**********************************
Estimating tolerances requirements
**********************************

A common problem when designing an instrument is to estimate how much the performance degrades with increasing misalignments. Detailed alignment work costs time and money, in particular if the alignment has to be done under X-rays and in vacuum. It is much cheaper if the alignment tolerances are loose and machining a surface is precice enough.

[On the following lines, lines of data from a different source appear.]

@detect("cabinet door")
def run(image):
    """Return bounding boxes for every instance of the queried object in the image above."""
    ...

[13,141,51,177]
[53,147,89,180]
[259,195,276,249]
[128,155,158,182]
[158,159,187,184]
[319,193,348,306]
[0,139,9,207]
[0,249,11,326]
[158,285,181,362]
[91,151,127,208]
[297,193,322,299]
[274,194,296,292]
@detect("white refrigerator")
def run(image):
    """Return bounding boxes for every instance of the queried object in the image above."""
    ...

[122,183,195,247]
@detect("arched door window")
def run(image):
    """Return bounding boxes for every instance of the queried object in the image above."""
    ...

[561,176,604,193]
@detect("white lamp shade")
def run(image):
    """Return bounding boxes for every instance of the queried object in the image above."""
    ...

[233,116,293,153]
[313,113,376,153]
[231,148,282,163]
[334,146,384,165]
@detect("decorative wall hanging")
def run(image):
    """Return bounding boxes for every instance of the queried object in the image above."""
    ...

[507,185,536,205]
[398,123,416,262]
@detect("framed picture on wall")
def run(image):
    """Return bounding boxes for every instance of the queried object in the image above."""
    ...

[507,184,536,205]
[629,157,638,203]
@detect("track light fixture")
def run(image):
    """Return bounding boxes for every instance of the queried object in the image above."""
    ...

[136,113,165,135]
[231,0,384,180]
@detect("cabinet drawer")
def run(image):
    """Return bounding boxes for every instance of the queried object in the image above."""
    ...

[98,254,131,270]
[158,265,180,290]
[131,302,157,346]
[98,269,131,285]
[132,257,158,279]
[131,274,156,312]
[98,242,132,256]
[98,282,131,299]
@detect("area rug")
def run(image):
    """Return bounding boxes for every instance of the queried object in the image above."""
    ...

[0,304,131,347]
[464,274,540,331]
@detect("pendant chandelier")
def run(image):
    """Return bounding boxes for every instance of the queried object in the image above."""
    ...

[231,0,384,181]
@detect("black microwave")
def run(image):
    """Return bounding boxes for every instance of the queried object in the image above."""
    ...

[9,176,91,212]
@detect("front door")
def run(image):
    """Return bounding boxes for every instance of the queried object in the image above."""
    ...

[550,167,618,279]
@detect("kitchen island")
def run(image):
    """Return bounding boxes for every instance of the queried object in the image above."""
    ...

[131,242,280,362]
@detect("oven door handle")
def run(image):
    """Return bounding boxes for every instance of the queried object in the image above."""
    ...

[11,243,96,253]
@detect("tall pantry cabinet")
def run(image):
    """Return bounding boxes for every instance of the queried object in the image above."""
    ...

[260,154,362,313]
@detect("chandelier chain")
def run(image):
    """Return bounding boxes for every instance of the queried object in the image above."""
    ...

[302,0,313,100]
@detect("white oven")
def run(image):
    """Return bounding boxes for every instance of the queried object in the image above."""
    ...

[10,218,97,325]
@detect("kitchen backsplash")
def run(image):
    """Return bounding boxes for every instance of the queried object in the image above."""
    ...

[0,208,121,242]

There are different degrees of freedom to consider. Each element can be moved in space in 6 ways, rotation around all three principal axes and translation along all three principal axes. Usually, misalignment will lead to reduced performance, e.g. because a mirror covers only part of the beam or because a detector is not located at the focus position any longer. In addition to positional uncertainties, some elements have other parameters that effect the perfomance in much the same way as misalignment does. For example, for dispersion gratings the grating period could differ a little from the specificed value.
MARXS provides tools to help with the tolerancing process. 

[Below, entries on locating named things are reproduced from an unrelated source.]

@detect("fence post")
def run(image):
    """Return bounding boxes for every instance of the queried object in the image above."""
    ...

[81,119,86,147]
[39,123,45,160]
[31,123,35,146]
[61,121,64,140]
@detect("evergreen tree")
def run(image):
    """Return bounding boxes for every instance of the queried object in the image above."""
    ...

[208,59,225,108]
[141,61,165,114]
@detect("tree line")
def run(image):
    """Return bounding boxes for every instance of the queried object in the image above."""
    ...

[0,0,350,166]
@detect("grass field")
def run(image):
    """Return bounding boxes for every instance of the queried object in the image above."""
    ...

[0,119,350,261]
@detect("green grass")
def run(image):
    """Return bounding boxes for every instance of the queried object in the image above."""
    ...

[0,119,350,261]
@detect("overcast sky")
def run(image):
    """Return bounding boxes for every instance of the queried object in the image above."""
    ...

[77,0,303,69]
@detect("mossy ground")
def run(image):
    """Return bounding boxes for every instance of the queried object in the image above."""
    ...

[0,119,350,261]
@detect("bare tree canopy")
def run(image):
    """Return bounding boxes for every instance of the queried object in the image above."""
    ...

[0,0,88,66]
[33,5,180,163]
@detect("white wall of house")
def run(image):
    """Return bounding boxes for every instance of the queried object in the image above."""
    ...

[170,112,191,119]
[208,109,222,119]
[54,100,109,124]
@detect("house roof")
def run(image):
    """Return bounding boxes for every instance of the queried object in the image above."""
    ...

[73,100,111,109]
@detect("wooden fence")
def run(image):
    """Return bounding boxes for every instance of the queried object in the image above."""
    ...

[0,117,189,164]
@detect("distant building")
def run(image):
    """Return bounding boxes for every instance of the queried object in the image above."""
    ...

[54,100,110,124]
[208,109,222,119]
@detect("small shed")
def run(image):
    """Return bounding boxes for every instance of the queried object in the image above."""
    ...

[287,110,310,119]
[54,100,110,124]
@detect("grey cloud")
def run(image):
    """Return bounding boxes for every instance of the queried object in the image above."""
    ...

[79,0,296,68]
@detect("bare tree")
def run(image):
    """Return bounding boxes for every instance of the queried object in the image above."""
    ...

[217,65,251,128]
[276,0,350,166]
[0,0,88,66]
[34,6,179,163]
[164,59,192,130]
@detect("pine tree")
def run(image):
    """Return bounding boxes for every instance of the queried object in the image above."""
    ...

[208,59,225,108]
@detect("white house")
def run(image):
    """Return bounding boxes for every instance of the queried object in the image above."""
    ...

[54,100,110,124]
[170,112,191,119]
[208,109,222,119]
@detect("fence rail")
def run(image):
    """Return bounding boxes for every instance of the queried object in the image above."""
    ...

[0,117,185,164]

Test different misalignment values and energies
===============================================

Tolerances can be estimated "by hand" by modifying the position and orientation
of one or more elements. The process is simple - one just has to modify the ``pos4d`` matrix (see :ref:`pos4d`) - but tedious if it needs to be done often. This module provides two functions to loop over a set of input values:

  - `marxs.design.tolerancing.run_tolerances`
  - `marxs.design.tolerancing.run_tolerances_for_energies`

Both take an instrument definition, a function to vary parameters for some element, a list of of parameter values that shall be simulated, and a function to analyse the results for each simulation. 
The first, `~marxs.design.tolerancing.run_tolerances` works with an input photon list and runs one simulation for each dictionary of parameters values in the input. The second, `~marxs.design.tolerancing.run_tolerances_for_energies`, iterates over photon energies and loops over `~marxs.design.tolerancing.run_tolerances` for every energy.

`~marxs.design.tolerancing.run_tolerances` has the following calling signature:

.. doctest-skip::

    >>> out = run_tolerances(photons_in, instrum, wigglefunc, wiggleparts,
    ...                      parameters, analyzefunc)

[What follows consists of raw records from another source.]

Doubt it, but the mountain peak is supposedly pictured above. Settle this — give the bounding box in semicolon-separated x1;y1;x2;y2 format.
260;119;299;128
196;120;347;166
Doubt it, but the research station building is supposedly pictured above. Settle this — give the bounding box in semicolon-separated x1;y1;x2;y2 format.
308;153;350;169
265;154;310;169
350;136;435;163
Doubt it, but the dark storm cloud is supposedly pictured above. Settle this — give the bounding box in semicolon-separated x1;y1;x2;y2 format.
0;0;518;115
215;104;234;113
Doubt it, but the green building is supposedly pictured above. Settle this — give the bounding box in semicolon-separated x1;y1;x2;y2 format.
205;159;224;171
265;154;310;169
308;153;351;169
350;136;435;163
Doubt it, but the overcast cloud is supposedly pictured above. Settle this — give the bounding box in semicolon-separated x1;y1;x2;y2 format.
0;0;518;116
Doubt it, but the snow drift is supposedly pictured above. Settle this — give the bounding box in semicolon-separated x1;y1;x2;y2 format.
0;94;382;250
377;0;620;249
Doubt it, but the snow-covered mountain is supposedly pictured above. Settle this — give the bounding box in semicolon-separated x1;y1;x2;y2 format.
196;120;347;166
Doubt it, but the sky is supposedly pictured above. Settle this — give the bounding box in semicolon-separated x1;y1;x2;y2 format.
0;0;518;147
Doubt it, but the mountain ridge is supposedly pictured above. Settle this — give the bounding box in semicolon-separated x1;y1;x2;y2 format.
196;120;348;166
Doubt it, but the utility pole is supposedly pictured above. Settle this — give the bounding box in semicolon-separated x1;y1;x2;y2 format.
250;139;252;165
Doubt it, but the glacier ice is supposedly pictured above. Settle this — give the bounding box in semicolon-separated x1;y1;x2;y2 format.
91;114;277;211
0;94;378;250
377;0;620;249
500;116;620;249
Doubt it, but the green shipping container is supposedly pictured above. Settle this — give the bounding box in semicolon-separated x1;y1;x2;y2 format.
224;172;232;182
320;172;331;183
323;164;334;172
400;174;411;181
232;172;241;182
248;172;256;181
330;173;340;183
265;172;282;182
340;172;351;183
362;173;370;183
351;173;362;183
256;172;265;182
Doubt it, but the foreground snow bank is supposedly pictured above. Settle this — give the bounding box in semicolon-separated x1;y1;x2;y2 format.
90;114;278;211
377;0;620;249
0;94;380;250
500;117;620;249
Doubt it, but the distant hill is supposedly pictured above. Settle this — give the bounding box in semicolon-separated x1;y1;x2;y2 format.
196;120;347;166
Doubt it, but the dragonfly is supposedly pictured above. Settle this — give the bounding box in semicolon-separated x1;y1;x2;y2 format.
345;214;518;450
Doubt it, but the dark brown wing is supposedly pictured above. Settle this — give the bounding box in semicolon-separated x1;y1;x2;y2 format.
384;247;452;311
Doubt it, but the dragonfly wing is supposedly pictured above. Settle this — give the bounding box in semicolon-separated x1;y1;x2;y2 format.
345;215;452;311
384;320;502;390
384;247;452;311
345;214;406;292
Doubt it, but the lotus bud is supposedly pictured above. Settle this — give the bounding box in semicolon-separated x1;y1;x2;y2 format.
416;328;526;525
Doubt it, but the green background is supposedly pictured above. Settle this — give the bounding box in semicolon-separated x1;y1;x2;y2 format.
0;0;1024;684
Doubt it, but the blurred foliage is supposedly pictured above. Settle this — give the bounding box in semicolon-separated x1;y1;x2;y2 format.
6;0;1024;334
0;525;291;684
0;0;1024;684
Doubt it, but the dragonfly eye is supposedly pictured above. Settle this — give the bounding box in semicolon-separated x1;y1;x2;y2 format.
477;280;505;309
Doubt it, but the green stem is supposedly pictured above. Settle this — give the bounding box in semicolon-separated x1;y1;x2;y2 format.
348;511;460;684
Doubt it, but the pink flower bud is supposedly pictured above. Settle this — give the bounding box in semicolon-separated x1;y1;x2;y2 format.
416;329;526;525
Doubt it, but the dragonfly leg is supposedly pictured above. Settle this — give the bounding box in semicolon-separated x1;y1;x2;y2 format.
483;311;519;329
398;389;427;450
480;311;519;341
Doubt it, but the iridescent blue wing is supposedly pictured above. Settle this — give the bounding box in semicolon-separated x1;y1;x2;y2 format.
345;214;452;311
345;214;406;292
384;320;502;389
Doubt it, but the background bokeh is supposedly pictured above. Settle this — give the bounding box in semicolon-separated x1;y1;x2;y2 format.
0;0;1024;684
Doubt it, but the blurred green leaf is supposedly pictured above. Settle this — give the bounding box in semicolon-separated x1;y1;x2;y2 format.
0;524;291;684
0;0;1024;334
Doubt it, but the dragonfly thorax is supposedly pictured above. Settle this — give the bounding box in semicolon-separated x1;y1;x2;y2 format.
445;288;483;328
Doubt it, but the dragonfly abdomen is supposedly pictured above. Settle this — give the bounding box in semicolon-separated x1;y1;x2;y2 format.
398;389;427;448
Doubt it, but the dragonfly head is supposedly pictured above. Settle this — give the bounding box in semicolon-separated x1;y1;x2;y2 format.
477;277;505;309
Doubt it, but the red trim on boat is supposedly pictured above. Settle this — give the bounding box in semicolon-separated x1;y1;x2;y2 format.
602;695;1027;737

We will now explain each of these parameters in more detail.
    
Photon list and definition of the instrument
--------------------------------------------

The ``instrum`` is the instrument that will be analysed. This will
typically be a `marxs.simulator.Sequence`. It can contain
the entire instrument or only part of it. ``photons_in`` is a photon
list. If ``instrum`` contains all elements of the instrument, then
``photons_in`` is simply a list of photons from any
source. Alternatively, ``photons_in`` can be processed through the
first few elements already, and ``instrum`` only contains the
remaining elements. For example, to determine the misalignments
for the detector, it might make sense to process the photons through
all *upstream* parts and then list only the detector in ``instrum``.


Wiggle functions
----------------

This function changes the properties of one or more element in
``instrum``. The particular element or a list of elements is given as
``wiggleparts`` parameter; the ``wiggleparts`` should also be part of
``instrum`` or the wiggled parameters won't affect the photon
propagation. The format of the ``wigglefunc`` is a function that
accepts an optical element (given in ``wiggleparts``) and some
parameters (given in ``parameters``, see below). This can function
modifies one or more elements based on the parameters. Users can write
any ``wigglefunc`` they need. Some common examples for wiggle
functions are part of this module:

  - `~marxs.design.tolerances.wiggle`
  - `~marxs.design.tolerances.moveglobal`
  - `~marxs.design.tolerances.moveindividual`
  - `~marxs.design.tolerances.varyperiod`
  - `~marxs.design.tolerances.varyorderselector`
  - `~marxs.design.tolerances.varyattribute`

Wiggle parameters
-----------------

The parameters simply take the form of lists of dictionaries, where each dictionary contains the parameters for a single call of ``wigglefunc``. These parameters are also propagated to the output. 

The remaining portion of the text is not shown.